Em muitos casos, as mulheres são convencidas a aceitarem as alianças como símbolo de propriedade do namorado e, nem por isso, nem pela informação de que integram os domínios de posse de alguém, se acham injustiçadas ou se revoltam. Na declaração de imposto de renda, o namorado especifica os bens adquiridos no ano anterior: uma casa, uma moto, uma bicicleta, uma esteira, uma adega de leilão de produtos apreendidos pela Polícia Federal e vendidos legalmente para beneficiar instituições de caridade, cinco vacas, doze éguas e uma namorada, sendo esta última o bem mais barato, mais prático de manter e mais fácil de substituir.

A resposta da namorada a um elogio é a melhor maneira de constatar se a aliança repousa no dedo por questões de medo ou de propriedade.
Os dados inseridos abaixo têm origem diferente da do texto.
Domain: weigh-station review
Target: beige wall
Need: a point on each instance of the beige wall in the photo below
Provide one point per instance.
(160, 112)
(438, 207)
Se eventualmente reconhecer o cheiro suave da mulher numa tarde quente, adorar suas roupas ou informá-la de que de sua franja emanam eflúvios eróticos, preste atenção na resposta. Se ela disser que “meu namorado também acha”, não tenha dúvida, você está diante da propriedade de alguém. Cuide-se! Na primeira oportunidade, tomando conhecimento de sua ação, o “dono” pode reclamar na justiça não apenas direitos sobre as vacas, as éguas ou as galinhas, mas igualmente da “namorada”.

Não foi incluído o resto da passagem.